Suicide ClubSion Sono is one of Japan’s more interesting directors, responsible for films like Cold Fish and Guilty of Romance. This 2001 production is the movie that first caught the attention of cult movie fans, and ten years on, it still have the power to shock, intrigue and frustrate.

The film opens up with the suicides of 54 schoolgirls, who cheerfully line up at the edge of a subway station platform and then throw themselves in front of the oncoming train. This is just the first of a series of inexplicable suicides, often done en masse, and mostly by schoolkids. The police are baffled, though they are given clues from both an internet forum poster called The Bat and another mysterious caller. The clues point to a strange website where coloured dots appear to correspond to the number of suicides, and also lead to a teenybop group called (depending on the whim of the subtitles) Desert, Dessert or Dessret), who may have hidden, cryptic messages in their songs. Add to this the long strips of human flesh, stitched together from hundreds of different people, that the police find, and a bizarre, murderous glam rock cult who claim responsibility for the suicide cult, and you have a film that poses plenty of questions and fails to answer any of them.

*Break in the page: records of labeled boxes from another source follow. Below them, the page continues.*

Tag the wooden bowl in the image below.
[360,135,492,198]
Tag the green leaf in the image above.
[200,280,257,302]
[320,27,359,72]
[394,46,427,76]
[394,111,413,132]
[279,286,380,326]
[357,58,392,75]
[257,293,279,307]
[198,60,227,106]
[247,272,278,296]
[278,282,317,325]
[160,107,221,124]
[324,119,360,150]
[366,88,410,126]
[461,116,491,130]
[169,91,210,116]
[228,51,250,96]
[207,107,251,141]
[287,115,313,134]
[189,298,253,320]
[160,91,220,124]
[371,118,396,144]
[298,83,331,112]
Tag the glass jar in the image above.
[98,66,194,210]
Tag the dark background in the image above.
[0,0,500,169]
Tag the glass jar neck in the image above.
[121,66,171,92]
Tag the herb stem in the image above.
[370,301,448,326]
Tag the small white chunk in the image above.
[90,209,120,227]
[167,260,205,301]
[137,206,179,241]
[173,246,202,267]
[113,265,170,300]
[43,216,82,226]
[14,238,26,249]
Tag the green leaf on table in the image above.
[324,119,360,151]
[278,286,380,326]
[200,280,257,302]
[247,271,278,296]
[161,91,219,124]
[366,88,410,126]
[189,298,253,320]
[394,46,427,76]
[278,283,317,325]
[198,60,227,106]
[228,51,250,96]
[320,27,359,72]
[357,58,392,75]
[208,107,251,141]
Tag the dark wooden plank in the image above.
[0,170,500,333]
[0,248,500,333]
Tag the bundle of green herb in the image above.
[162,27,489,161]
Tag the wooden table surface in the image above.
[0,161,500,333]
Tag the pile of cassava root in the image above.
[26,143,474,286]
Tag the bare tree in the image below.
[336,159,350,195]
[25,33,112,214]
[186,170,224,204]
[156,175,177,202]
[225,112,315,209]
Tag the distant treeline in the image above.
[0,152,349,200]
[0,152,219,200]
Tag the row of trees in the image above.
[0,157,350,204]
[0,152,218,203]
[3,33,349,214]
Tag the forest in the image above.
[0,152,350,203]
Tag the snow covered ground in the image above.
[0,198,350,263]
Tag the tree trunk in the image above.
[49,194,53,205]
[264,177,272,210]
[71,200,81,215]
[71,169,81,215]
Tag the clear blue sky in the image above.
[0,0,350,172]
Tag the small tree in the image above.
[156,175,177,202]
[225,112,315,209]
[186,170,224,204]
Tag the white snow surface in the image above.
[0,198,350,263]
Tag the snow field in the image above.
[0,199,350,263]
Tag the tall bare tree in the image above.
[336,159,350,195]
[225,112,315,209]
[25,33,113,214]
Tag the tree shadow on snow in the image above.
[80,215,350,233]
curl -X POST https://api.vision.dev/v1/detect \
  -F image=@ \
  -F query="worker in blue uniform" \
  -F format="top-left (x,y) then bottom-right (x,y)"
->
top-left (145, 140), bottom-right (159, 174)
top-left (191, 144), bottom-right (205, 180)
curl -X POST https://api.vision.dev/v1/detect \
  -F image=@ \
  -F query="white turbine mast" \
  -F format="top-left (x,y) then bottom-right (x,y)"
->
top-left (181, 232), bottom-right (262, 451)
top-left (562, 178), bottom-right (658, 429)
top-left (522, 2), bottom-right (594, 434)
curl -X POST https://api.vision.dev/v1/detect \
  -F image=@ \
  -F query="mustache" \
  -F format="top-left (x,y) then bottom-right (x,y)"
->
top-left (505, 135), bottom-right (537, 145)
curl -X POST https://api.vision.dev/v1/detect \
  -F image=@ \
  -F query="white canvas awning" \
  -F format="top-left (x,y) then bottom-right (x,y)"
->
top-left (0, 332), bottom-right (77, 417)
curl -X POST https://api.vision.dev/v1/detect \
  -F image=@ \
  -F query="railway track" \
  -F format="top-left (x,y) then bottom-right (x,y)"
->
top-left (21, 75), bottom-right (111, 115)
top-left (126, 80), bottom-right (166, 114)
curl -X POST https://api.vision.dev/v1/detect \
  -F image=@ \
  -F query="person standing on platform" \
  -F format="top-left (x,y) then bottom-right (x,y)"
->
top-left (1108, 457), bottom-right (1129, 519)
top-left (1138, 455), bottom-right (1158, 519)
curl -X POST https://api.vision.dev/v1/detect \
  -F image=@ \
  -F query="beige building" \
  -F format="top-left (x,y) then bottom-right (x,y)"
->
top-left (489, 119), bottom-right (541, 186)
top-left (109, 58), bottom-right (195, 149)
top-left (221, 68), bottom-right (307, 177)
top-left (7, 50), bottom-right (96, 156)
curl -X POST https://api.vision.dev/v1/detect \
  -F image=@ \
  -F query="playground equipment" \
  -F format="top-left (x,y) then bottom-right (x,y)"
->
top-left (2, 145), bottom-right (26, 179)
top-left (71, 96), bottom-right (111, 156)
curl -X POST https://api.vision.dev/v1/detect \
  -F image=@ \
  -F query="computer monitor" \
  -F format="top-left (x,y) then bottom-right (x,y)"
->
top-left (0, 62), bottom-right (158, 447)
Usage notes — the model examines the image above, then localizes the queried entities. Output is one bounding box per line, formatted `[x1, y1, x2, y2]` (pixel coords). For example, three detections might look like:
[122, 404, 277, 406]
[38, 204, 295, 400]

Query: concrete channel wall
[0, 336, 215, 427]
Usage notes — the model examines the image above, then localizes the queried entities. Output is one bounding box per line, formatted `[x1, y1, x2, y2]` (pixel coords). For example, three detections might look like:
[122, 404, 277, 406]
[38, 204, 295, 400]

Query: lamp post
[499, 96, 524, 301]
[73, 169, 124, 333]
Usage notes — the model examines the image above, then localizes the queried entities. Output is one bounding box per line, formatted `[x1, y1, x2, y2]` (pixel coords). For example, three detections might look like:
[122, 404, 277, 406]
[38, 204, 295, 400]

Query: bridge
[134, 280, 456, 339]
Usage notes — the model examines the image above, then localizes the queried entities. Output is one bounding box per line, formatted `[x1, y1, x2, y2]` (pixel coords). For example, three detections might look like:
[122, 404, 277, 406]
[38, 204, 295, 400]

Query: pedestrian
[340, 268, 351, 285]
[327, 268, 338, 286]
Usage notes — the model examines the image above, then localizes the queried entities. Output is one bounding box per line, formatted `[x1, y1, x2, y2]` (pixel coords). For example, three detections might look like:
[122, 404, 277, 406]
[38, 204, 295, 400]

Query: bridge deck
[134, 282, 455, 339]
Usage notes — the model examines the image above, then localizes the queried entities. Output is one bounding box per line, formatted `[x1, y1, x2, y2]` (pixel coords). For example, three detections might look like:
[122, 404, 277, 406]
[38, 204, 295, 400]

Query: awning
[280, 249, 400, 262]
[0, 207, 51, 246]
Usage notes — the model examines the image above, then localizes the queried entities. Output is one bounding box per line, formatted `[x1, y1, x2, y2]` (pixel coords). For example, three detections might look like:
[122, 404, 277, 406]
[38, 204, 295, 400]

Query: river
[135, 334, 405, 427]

Suicide Club This ambiguity, alongside mysterious figures who are unidentified, plot lines that go nowhere and a series of bizarre scenes that make no sense, will probably alienate a lpt of viewers. I have to admit that, as fascinating and visually startling a film as this is, my initial reaction when the closing credits began to roll was ‘what the fuck..?’. While I don’t need films to spell out every little mystery, I do at least want them to make some sort of sense. Suicide Club seems deliberately designed to be a frustrating experience.

But once you accept that fact, this is a remarkable movie, full of extraordinary moments – scenes of graphic gore and matched by deeply unsettling suicide scenes that are genuinely harrowing. And the sense of disorientation that you experience while watching the film seems strangely appropriate for a mystery that, by its very nature, can never make sense.

I can’t whole-heartedly say that this is a film for everyone – but if you are willing to go with the flow of the fractured narrative, you might well find this to be worth the frustration. Just don’t expect to feel happy at the end of it.